Emerging coronaviruses such as this strain and SARS can also do more damage to the body, particularly the lungs. And the new virus is more infectious than the flu, or SARS or MERS, with one COVID-19 patient likely to infect between two and three others.
Can you get COVID-19 and the flu at the same time?
Yes, it’s possible. As it breeds in the lungs, the virus can impair your body’s ability to filter out germs falling down from the upper airways and so leave some people susceptible to another bug – whether the common cold, influenza or a case of bacterial pneumonia. So this year there is a particular urgency behind calls for people to have their flu shots, as hospitals brace for a surge of COVID-19 and flu cases hitting all at once. On April 1, Deputy chief medical officer Paul Kelly urged Australians, especially those aged over 65, to get their flu vaccines as soon as possible. “As of now there are millions of vaccines out there ready,” Professor Kelly said.
How long will the pandemic last?
That’s the big question. This virus’s closest relative, SARS, while deadly, spread more slowly and to far fewer countries and so early containment efforts worked to wipe it out, largely within a year. For COVID-19, many experts are instead drawing parallels with the 1918 Spanish Flu pandemic, which killed millions around the world because it spread so far. The good news is medicine has taken a quantum leap forward since then. Still, modelling by the Imperial College London suggests countries will need to use control measures such as social distancing, aggressive case detection, even shutdowns right through until a vaccine becomes available – between 12 and 18 months.
How fast is it spreading?
The virus has now reached most of the world – more than 170 countries, and the World Health Organisation warns it is “accelerating”. It took the virus 67 days to infect the first 100,000 people, just 11 to reach 200,000 and four to top 300,000. By mid-March in Australia, the number of cases was doubling every three to four days. In recent days, since stricter social distancing rules came into force and more people start to stay home, that growth has slowed a little but authorities say now is “not the time to take the foot off the brake”. Outside China, major clusters of the virus have broken out in Italy, where hospitals have been pushed to the brink as well as the US, Spain, Germany, Iran, France and South Korea.
What are other countries doing to ‘flatten the curve’?
Some nations, including many in Europe, have turned to the “China model” of forced home quarantines and transport shutdowns to stop the virus. But experts note that China, as well as countries such as Singapore, Taiwan and South Korea, have also started to “flatten their curve” of infection growth through exhaustive testing, contact tracing of known cases and community take-up of “social distancing” measures such as working from home or taking schools online.
China’s success so far means it is already starting to relax many of its lockdowns, even as it braces for a potential second wave. In Italy and now other countries such as Spain, France and the UK, people are only allowed to leave their homes to run essential errands such as grabbing groceries (and they must queue 1.5 metres apart). Anyone caught breaking Singapore’s rules can land themselves in prison after the city-state made it an offence for a person to intentionally stand close to another.
Is it a cold or COVID-19?
The main symptoms of the new coronavirus are:
- Shortness of breath
A patient might also complain of chills, headaches or a sore throat. Nausea or diarrhea have also been reported, though not in the numbers seen during SARS, and a blocked nose is less common again.
What’s shutting down?
The federal government has ruled people shouldn’t gather together except for “essential” activities such as school, public transport and work – but working from home is strongly encouraged and schools will move to mostly online lessons after Easter, except for students who have to attend in person.

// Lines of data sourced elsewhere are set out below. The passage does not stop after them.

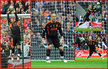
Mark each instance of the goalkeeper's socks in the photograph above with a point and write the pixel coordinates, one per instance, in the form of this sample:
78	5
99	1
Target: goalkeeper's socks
61	53
48	52
19	51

Shopping centres will stay open but food courts will be for takeaway only. People are urged to just buy what they need and not collect together or take time browsing. Those indoor gatherings still running should allow space for one person per four square metres.
While the government is yet to move towards a full-scale shutdown of all but non-essential services, the following have already closed or suspended:
- Indoor venues such as pubs, clubs, casinos, cinemas, and places of worship
- Auction houses
- Real-estate auctions and open-house inspections
- Personal services such as beauty therapists, waxing and tanning salons, nail bars, spas, massage and tattoo parlours (excluding related health services such as physiotherapy)
- Amusement parks, playgrounds, skateparks and arcades, indoor and outdoor play centres
- Gyms, health clubs, fitness or yoga centres, and public swimming pools
- Galleries, museums, national institutions, historic sites, libraries and community centres and facilities such as halls or RSLs
- Strip clubs and brothels
- Outdoor boot camps – but personal training (with just two people) can continue
- Retail outlets at international airports
The good news is the other thing shutting down is evictions – with a moratorium on evictions from commercial and residential rental properties as a “result of financial distress” for the next six months.
Services so far considered “essential” under a wider shutdown include pharmacies, fuel stations, health care, food shops and public transport and airports. Hairdressers and barbers are not on that list but can remain open for now – though they must strictly manage social distancing and the four-square-metre rule. The federal government says hotels, hostels, campsites, caravan parks and boarding houses will be a decision for each state and territory.
All non-urgent elective surgeries are postponed until further notice.
“If you can stay home, you must stay home,” Victorian Premier Daniel Andrews has said. “No dinner party, no shopping trip is worth a life.” Children on school holidays should not have friends over nor hang around shopping centres together, he says, and it’s not a case of moving beers at the pub to the living room. “We cannot have people queuing for intensive care beds,” Mr Andrews said. “That will mean they will die. We’ve got to buy time.”
What about weddings and funerals?
Weddings are limited to five people – the couple, the celebrant and the witnesses – and funerals must be capped at 10 people, in what the government has called “very difficult” but necessary measures.
I have asthma. Am I more at risk?
At least one in 10 Australians have asthma but the condition doesn’t mean you’re more likely to catch COVID-19. The problem is that because your lungs are already inflamed, it can leave you open to a more severe case or trigger an asthma attack. “It’s a double-whammy, really,” says National Asthma Council Australia chief Siobhan Brophy.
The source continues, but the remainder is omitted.